Let me rephrase that: My level of belief is affected by other people.  When I see a Christian talk about God orchestrating suffering in the world, when I see a Christian talk about the poor in derogatory terms, when I see a Christian emphasize traditional morality over love, I become upset, angry, and doubtful.

Doubtful of my own belief, doubtful of my faith.  Doubtful about the reality or credibility of Christianity.

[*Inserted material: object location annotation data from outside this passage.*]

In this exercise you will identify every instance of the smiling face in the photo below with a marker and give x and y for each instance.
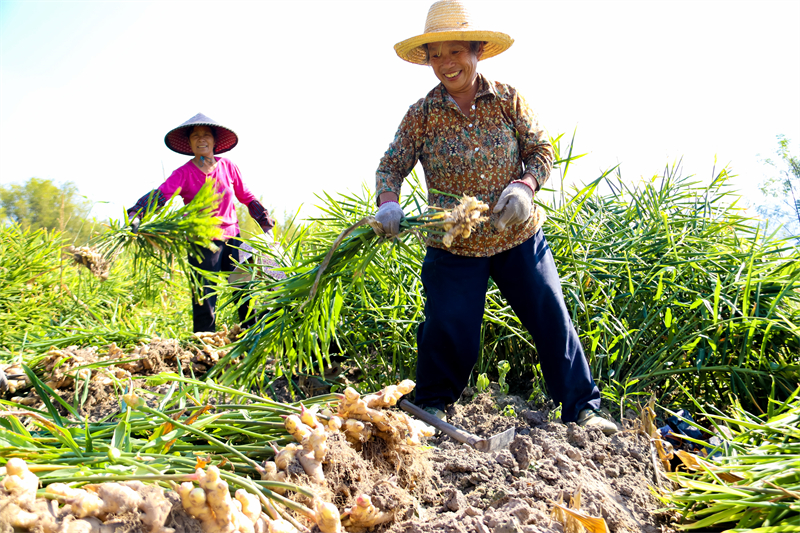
(455, 65)
(201, 141)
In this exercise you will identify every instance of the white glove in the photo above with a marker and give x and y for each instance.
(515, 202)
(389, 215)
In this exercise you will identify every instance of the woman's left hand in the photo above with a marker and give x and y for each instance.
(515, 203)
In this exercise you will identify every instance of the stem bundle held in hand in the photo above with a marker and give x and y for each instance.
(164, 236)
(304, 308)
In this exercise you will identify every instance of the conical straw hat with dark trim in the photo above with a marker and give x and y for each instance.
(449, 20)
(178, 141)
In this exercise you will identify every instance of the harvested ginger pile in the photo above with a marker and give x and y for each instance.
(206, 496)
(463, 219)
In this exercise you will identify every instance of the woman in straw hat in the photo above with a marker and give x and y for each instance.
(203, 138)
(479, 137)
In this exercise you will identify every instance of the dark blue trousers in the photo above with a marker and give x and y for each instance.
(204, 316)
(448, 340)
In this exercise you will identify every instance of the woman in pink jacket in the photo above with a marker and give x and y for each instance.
(204, 138)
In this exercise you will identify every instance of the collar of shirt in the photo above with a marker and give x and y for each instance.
(485, 87)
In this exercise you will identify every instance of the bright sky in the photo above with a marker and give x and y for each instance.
(315, 91)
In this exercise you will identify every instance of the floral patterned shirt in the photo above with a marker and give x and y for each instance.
(477, 154)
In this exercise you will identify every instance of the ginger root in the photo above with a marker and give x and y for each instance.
(20, 482)
(212, 505)
(327, 517)
(365, 515)
(116, 498)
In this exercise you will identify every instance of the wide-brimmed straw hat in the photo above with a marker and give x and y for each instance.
(178, 141)
(449, 20)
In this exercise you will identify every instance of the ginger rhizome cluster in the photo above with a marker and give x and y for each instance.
(359, 418)
(463, 219)
(210, 502)
(89, 506)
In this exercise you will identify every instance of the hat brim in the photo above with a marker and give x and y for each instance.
(411, 50)
(177, 141)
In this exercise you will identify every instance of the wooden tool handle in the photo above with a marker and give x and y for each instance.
(459, 434)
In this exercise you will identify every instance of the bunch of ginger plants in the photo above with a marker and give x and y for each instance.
(233, 460)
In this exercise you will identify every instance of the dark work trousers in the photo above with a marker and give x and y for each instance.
(448, 340)
(204, 317)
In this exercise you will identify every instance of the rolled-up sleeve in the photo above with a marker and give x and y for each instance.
(243, 194)
(174, 184)
(535, 148)
(403, 153)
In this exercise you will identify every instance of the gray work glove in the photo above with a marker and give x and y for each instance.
(389, 215)
(515, 203)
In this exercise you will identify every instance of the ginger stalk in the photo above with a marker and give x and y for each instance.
(281, 526)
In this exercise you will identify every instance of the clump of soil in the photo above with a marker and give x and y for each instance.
(513, 490)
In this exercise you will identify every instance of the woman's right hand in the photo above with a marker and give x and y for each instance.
(389, 216)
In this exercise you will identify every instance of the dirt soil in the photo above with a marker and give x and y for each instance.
(440, 487)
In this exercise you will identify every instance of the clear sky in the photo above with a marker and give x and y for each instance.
(315, 91)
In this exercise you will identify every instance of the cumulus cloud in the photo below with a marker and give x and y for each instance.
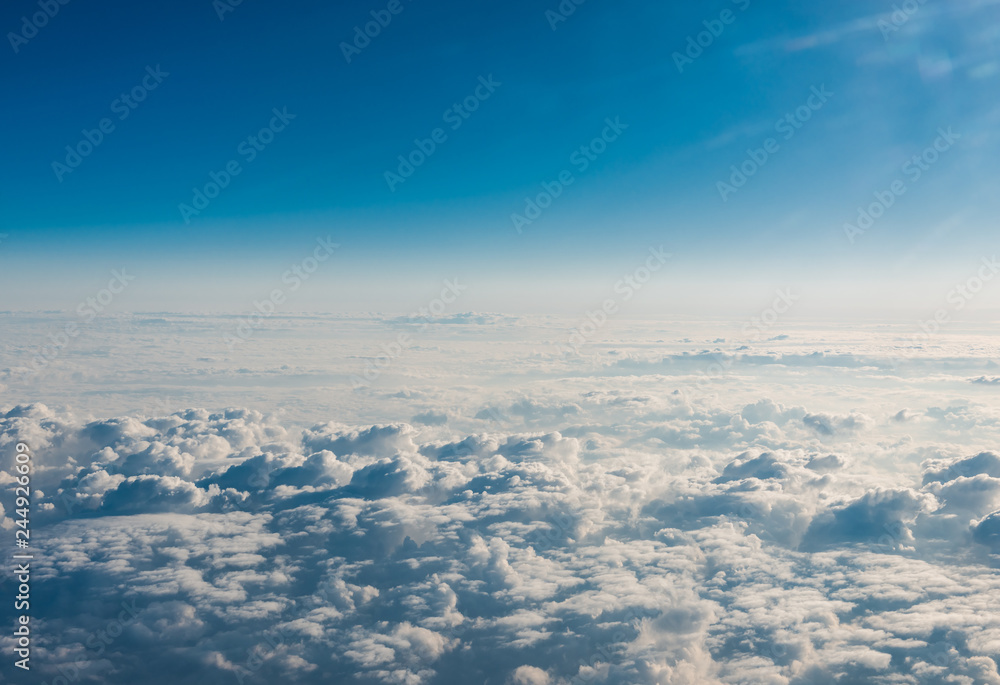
(623, 524)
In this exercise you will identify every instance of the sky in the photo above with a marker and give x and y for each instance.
(687, 115)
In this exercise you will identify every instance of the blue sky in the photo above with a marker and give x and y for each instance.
(895, 80)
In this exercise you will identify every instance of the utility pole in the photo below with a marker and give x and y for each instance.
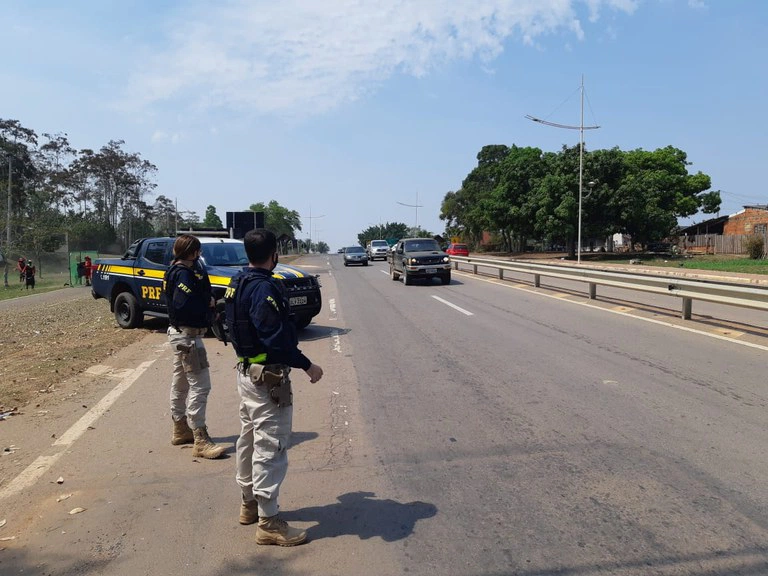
(416, 206)
(581, 129)
(310, 218)
(8, 221)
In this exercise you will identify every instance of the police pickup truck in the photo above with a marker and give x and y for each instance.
(419, 258)
(133, 284)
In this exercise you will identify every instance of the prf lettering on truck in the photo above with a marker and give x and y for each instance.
(151, 292)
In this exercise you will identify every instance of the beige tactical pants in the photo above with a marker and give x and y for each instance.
(262, 449)
(191, 379)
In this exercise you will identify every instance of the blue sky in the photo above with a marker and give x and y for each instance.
(346, 107)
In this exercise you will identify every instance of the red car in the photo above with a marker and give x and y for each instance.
(457, 250)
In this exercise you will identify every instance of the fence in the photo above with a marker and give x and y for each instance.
(718, 243)
(686, 289)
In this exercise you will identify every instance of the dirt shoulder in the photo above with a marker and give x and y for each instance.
(48, 338)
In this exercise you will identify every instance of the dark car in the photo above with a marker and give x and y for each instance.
(457, 250)
(414, 258)
(355, 255)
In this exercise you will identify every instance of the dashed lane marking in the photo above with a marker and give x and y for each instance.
(452, 305)
(335, 341)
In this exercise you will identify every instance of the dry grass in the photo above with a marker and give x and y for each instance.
(42, 346)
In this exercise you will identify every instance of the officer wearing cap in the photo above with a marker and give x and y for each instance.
(266, 344)
(190, 307)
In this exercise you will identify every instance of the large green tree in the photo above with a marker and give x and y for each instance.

I begin to become upset at the people, and therefore let it alter my own belief.  I become upset at the institution, at the flawed individuals, and at the opinions that become attached to Christianity.

I do not become upset at the word’s of Christ.  I do not become upset at his miracles and his works.  I do not become upset at the Christians who lay down their life overseas to minister and serve others.  I become angry, infuriated, at the comfortable (little c) christians I see all over the place.  And it makes me not want to believe.

In many ways I identify with Gandhi:

I like your Christ, I do not like your Christians.  Your Christians are so unlike your Christ.

I need to realize that, instead of measuring my faith by the individuals of the Church, I must measure it by the person of Christ.  My faith is a subjective pursuit, something I determine, something I choose.  I need to realize that my faith is my own, and those who spout these opinions are not a part of my belief, but a part of a strange manifestation of it.

In many ways I am a Kierkegaardian Christian, especially in the manner that:

For Kierkegaard Christian faith is not a matter of regurgitating church dogma. It is a matter of individual subjective passion, which cannot be mediated by the clergy or by human artefacts.

I have to recognize that faith is not a matter of following the opinions of others, but of finding my own faith through “subjective passion.”  Only then can I have a faith that is truly personal and truly my own.